P-MAXは一度ハマると安定して成果が出やすい一方で「 ある日突然、CPAが悪化した」や「 CV数が急に落ちた」といった事象が起こりやすいキャンペーンでもあります。

今回は、P-MAXで成果が落ちたときに「まず最初に確認すべき5つのポイント」をご紹介したいと思います。

「とりあえず予算を下げる」「アセットを全部入れ替える」などを行う前に、ぜひチェックしてみてください。

 コンバージョン設定が変わっていないか

P-MAXで最優先で確認すべきなのは、コンバージョン設定です。

  •  CVの対象が変わっていないか
  •  CVの計測方法(媒体/GA4/エビス)が変わっていないか
  •  マイクロCVが意図せず除外・追加されていないか

特に多いのが、

  •  GTMの変更
  •  LP改修
  •  計測ツール側の仕様変更

によって、「CVは取れているが、P-MAX側では学習できていない」状態になるケースがあります。

数値が落ちたと感じたら、まず「P-MAXが何をCVとして学習しているか」を必ず確認しましょう。

  検索テーマ・検索語句がズレていないか

P-MAXは検索面にも配信されるため、検索テーマや実際の検索語句の変化が成果に直結します。

確認ポイントは以下

  •  検索テーマを追加・変更していないか
  •  悩み系/情報収集系に広がりすぎていないか
  •  ブランド系が意図せず減っていないか

特に「検索テーマを増やしすぎた」や「 抽象度の高いワードを入れた」などを行った場合、CVに遠い検索流入が増え、CPAが悪化**することがあります。

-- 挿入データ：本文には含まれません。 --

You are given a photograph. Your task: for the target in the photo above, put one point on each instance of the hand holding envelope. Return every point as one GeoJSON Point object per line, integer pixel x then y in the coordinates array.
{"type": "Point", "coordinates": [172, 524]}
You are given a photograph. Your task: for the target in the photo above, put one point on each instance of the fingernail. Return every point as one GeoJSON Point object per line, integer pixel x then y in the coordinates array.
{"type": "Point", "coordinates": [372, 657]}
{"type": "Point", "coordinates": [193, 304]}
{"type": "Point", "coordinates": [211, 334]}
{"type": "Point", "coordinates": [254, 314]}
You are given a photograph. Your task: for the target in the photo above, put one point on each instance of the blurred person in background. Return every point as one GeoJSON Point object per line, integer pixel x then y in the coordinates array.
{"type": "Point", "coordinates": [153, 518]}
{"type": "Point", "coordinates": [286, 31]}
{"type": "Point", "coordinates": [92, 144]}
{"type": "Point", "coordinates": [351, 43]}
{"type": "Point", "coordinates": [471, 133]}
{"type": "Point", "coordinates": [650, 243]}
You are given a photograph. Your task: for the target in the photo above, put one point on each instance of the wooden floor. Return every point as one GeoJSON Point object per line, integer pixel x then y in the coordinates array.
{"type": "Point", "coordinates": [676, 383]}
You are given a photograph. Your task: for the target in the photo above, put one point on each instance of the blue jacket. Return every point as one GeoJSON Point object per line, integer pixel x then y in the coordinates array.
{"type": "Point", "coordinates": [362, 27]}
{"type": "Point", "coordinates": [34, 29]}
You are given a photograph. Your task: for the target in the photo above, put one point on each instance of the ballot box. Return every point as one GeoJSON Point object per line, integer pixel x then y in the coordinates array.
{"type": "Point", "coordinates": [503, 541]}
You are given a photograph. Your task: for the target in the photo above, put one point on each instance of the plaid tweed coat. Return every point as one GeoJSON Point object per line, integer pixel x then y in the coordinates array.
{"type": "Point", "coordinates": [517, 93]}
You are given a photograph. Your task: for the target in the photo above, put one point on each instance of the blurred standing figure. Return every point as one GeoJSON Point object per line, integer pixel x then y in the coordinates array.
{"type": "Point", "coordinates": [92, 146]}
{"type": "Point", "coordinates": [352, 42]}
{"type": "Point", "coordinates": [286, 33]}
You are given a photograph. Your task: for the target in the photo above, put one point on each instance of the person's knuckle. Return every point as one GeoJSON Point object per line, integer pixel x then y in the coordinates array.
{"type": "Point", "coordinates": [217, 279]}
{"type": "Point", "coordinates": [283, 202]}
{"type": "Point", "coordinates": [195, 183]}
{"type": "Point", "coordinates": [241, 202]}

「最近、どんな検索で出ているか?」をインサイトで必ず確認しましょう。

 ブランド検索を食っていないか(または守れていないか)

P-MAXで成果が落ちたように見えて、実は「検索キャンペーンからP-MAXにCVが移動した」だけ、というケースは非常に多いです。

チェックすべき点は、

  •  ブランド検索のCV数が減っていないか
  •  P-MAXの指名寄与が増えていないか

もし、 P-MAXがブランドを食っている状態であれば「ブランド除外」「 検索キャンペーンの構成見直し」を検討する必要があります。

逆に「 ブランド流入が減りすぎている」場合は、P-MAXが守り切れていない可能性もあります。

 アセットの学習が止まっていないか

P-MAXでは、

  •  画像
  •  動画
  •  テキスト

といったアセットの学習状況も成果に影響するので、以下の状態になっていないか確認しましょう。

  1.  低評価アセットばかり残っている
  2. 新規アセットを長期間追加していない
  3.  動画が自動生成のみ

特に動画がない、または質が低い場合は YouTube・Discover面での配信効率が落ちやすくなります。

成果が落ちたときほど、全部差し替えるのではなく「1〜2本ずつ追加」がおすすめです。

予算・入札変更で学習がリセットされていないか

P-MAXは、 予算の大幅変更・入札戦略の切り替えによって、学習がリセットされることがあります。

よくあるNG例は、

  • CPAが悪化 → 予算を一気に半分以下にする
  • 短期間で何度も入札を触る

これらの大幅な変更じゃ 「直そうとして、余計に悪化する」という状態に陥ります。

変更する場合は、

  •  予算:±20〜30%以内
  •  入札:最低でも1〜2週間は様子を見る

といった運用が安全です。

まとめ|P-MAXは「触る前に確認」が9割

P-MAXで成果が落ちたとき、焦って設定をいじる前に、まず確認すべきなのは以下の5点です。

  1.  コンバージョン設定
  2.  検索テーマ・検索語句
  3.  ブランド寄与の変化
  4.  アセットの学習状況
  5.  予算・入札変更の影響

P-MAXはブラックボックスに見えますが、見るべきポイントを押さえれば、原因はかなり絞れます。

成果が落ちたときほど、「いじる」よりも「確認」から始めることをおすすめします。